Luego de meses de discusión, la Cámara de Diputados aprobó una nueva ley nacional de extinción de dominio, la cual busca dar al Estado nuevas facultades para decomisar los bienes y recursos económicos con el pretexto de que don producto o que sirvan para la comisión de un hecho ilícito.
Con este nuevo ordenamiento se establece que el proceso de extinción de dominio iniciará a petición del Ministerio Público y lo resolverá en última instancia un juez civil. Se procederá por los delitos de delincuencia organizada, secuestro, en materia de hidrocarburos, petrolíferos y petroquímicos, contra la salud, trata de personas, por hechos de corrupción, encubrimiento, cometidos por servidores públicos, robo de vehículos, operaciones con recursos de procedencia ilícita y extorsión.
En total, son 245 los tipos penales que han sido incluidos, por lo que prácticamente cualquier cosa puede justificar la extinción de dominio. En la Convención de Palermo –la que sirve de referencia a esta ley- sólo se establecen cuatro delitos vinculados específicamente a delincuencia organizada. En México, en cambio, ahora todos los ciudadanos estaremos bajo sospecha.
¿Alguien podría estar en desacuerdo en que el gobierno, como un mecanismo de reparación del daño, determine la extinción de dominio sobre bienes que son resultado de una actividad ilícita? Seguramente nadie. Pero, ¿qué pasa cuando estos bienes se entregan al Estado aún cuando no hay una sentencia firme sobre el imputado? Entonces, la nueva ley se mueve como un péndulo entre la presunción de culpabilidad y la justicia.
La venta anticipada por parte del Estado de un bien sujeto a la extinción de dominio podría ser contraria a la Constitución porque en ella se establece que ninguna persona puede ser sustraída de sus bienes, salvo que haya concluido el juicio respectivo.
Sin embargo, con esta nueva ley se podrá aplicar el aseguramiento de las propiedades sin que se haya concluido el proceso judicial que compruebe que son producto de actividades ilícitas; por ello, las personas afectadas –aun en calidad de presuntos responsables- podrán recurrir a amparos para proteger sus bienes. La ley podrá ser revertida en los tribunales.
”Devolver al pueblo lo robado” suena bien como propaganda política, sin embargo, no puede obviar los principios de la Constitución. La Ley Nacional de Extinción de Dominio también podría violar la presunción de inocencia y el derecho real a la propiedad.
Peor aún. Cualquier ciudadano puede iniciar la acción del procedimiento de la extinción de dominio con la sola información que proporcione –cierta o falsa, de buena o mala fe- al Ministerio Público.

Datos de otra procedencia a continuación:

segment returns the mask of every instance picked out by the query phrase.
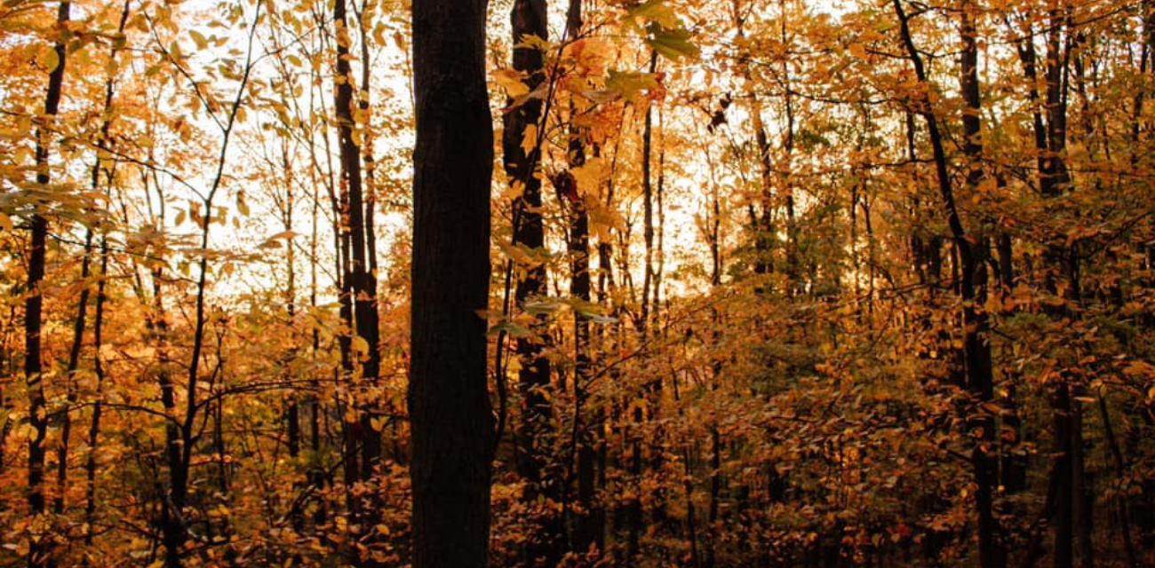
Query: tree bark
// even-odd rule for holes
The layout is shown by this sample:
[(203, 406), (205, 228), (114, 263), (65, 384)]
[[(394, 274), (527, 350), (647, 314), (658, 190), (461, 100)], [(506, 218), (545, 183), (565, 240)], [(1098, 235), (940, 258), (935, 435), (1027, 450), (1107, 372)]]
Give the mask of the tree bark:
[[(57, 9), (57, 24), (65, 29), (69, 20), (72, 2), (62, 1)], [(60, 110), (60, 96), (64, 90), (65, 61), (67, 53), (64, 39), (55, 44), (57, 66), (49, 74), (49, 88), (44, 97), (44, 125), (36, 133), (36, 182), (47, 186), (52, 180), (49, 172), (51, 122)], [(39, 212), (31, 218), (31, 241), (28, 259), (28, 299), (24, 300), (24, 381), (28, 387), (29, 405), (28, 421), (32, 426), (32, 435), (28, 442), (28, 508), (32, 516), (45, 513), (44, 507), (44, 457), (45, 439), (49, 431), (47, 405), (44, 397), (44, 371), (40, 358), (40, 331), (43, 329), (44, 306), (44, 269), (47, 257), (49, 219)], [(29, 546), (28, 566), (52, 566), (50, 551), (51, 539), (46, 536), (35, 539)]]
[(486, 389), (490, 180), (486, 0), (412, 7), (417, 142), (409, 414), (415, 568), (484, 567), (493, 417)]

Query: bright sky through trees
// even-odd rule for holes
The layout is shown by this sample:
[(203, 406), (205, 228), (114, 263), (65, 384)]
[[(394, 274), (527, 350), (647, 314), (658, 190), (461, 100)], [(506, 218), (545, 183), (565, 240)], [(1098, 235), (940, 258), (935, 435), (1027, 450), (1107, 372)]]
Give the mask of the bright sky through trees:
[(0, 566), (1155, 563), (1149, 1), (420, 1), (2, 2)]

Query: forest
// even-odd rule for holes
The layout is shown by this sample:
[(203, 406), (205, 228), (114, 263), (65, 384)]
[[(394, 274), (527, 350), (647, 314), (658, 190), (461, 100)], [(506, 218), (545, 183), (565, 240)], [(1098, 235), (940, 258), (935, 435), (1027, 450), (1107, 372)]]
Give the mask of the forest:
[(5, 0), (0, 566), (1155, 566), (1152, 0)]

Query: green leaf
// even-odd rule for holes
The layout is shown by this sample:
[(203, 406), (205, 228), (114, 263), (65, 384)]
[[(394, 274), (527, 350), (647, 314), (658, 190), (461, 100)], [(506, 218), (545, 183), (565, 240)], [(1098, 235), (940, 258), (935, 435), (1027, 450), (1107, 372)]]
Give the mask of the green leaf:
[(662, 57), (677, 61), (679, 58), (698, 59), (701, 50), (690, 38), (684, 29), (669, 29), (660, 25), (649, 27), (650, 37), (646, 40)]
[(516, 324), (516, 323), (514, 323), (512, 321), (508, 321), (508, 320), (507, 321), (502, 321), (502, 322), (493, 326), (492, 328), (490, 328), (489, 335), (491, 335), (491, 336), (492, 335), (498, 335), (501, 331), (505, 331), (506, 334), (509, 335), (509, 337), (514, 337), (514, 338), (517, 338), (517, 337), (529, 337), (529, 336), (534, 335), (524, 326), (519, 326), (519, 324)]

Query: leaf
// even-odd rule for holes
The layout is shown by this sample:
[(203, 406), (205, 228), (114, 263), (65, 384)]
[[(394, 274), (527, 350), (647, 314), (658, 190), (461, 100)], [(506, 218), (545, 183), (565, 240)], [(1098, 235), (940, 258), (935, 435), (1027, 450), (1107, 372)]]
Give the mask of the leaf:
[(526, 133), (521, 137), (521, 151), (529, 156), (537, 148), (537, 125), (526, 125)]
[(535, 100), (535, 99), (543, 100), (543, 99), (545, 99), (545, 96), (549, 94), (549, 91), (550, 91), (549, 85), (543, 82), (542, 84), (535, 87), (534, 90), (531, 90), (531, 91), (529, 91), (529, 92), (527, 92), (524, 95), (521, 95), (521, 96), (517, 96), (517, 97), (513, 97), (513, 100), (509, 102), (509, 105), (506, 106), (505, 109), (501, 109), (501, 113), (506, 114), (506, 113), (508, 113), (508, 112), (511, 112), (511, 111), (513, 111), (513, 110), (515, 110), (515, 109), (524, 105), (526, 103), (529, 103), (530, 100)]
[(196, 44), (198, 50), (207, 50), (209, 47), (209, 40), (204, 38), (204, 35), (196, 30), (188, 30), (188, 36), (193, 38), (193, 43)]
[(365, 338), (359, 335), (355, 335), (352, 337), (352, 346), (353, 346), (353, 352), (356, 353), (362, 353), (362, 354), (368, 353), (368, 342), (365, 341)]
[[(651, 91), (660, 87), (657, 76), (653, 73), (611, 70), (609, 79), (605, 80), (606, 91), (618, 92), (628, 99), (636, 99), (641, 97), (643, 91)], [(591, 100), (596, 99), (591, 98)]]
[(498, 69), (493, 72), (493, 82), (505, 89), (506, 95), (511, 98), (529, 92), (529, 85), (522, 81), (523, 77), (524, 74), (516, 69)]
[(300, 237), (300, 233), (298, 233), (297, 231), (281, 231), (280, 233), (270, 236), (264, 240), (290, 240), (295, 237)]
[(643, 17), (661, 25), (672, 28), (678, 24), (677, 14), (665, 5), (665, 0), (648, 0), (627, 8), (626, 12), (633, 17)]
[(646, 43), (650, 47), (654, 47), (654, 51), (658, 52), (662, 57), (671, 61), (677, 61), (683, 57), (698, 59), (698, 55), (701, 53), (701, 50), (690, 42), (691, 36), (688, 31), (661, 27), (650, 28), (650, 37)]
[(40, 51), (40, 57), (37, 58), (40, 65), (44, 66), (44, 70), (52, 73), (57, 70), (57, 66), (60, 65), (60, 54), (57, 53), (55, 47), (49, 47)]
[(513, 337), (513, 338), (529, 337), (529, 336), (534, 335), (529, 330), (529, 328), (526, 328), (524, 326), (519, 326), (519, 324), (516, 324), (516, 323), (514, 323), (512, 321), (508, 321), (508, 320), (507, 321), (502, 321), (502, 322), (500, 322), (500, 323), (491, 327), (490, 331), (489, 331), (489, 335), (493, 336), (493, 335), (498, 335), (498, 334), (500, 334), (502, 331), (505, 331), (509, 337)]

Hasta algunos militantes de MORENA como mi compañera diputada federal Tatiana Clouthier, Vicecoordinadora del Grupo Parlamentario de ese partido en la Cámara de Diputados, cuestionaron esta nueva ley expresando que “de no corregirse, puede derivar en un Estado policiaco en el que los ciudadanos honestos vivan bajo un estado de sospecha”.
Cómo explicar que un ciudadano declarado inocente mediante sentencia firme, sólo tendrá derecho al pago del producto de la venta de los bienes que le fueron decomisados, y que además, tendrá que hacerse cargo de los gastos de administración que le resulten. ¿Y si estos bienes fueran malbaratados por el gobierno? ¿Si los avalúos no correspondieran a su valor real? Es evidente que el ciudadano está en estado de indefensión.
Deleznable también que sea el gobierno federal el beneficiario directo de la acción anticipada del aseguramiento de bienes. La creación de un Gabinete Social de la Presidencia de la República que decida el destino de los recursos obtenidos por la enajenación de los bienes sujetos a extinción de dominio, no es más que la legalización de la estafa.
El supuesto propósito de la nueva ley es el de debilitar económicamente a los grupos delincuenciales; el dinero es el corazón de la delincuencia organizada. Sin embargo, no debe haber resquicios que sirvan a la discrecionalidad y la injusticia.
En resumen, la nueva ley es una puerta abierta para que el gobierno pueda quitar sus bienes a ciudadanos inocentes y venderlos anticipadamente sin una sentencia definitiva, y para que los recursos obtenidos se utilicen como caja chica por el gobierno federal para sus propósitos electorales disfrazados de “programas sociales”.
Actuar como el moderno Robin Hood –quitar el dinero a los presuntos delincuentes para dárselo a los pobres- es una más de las ideas medievales de la cuarta transformación.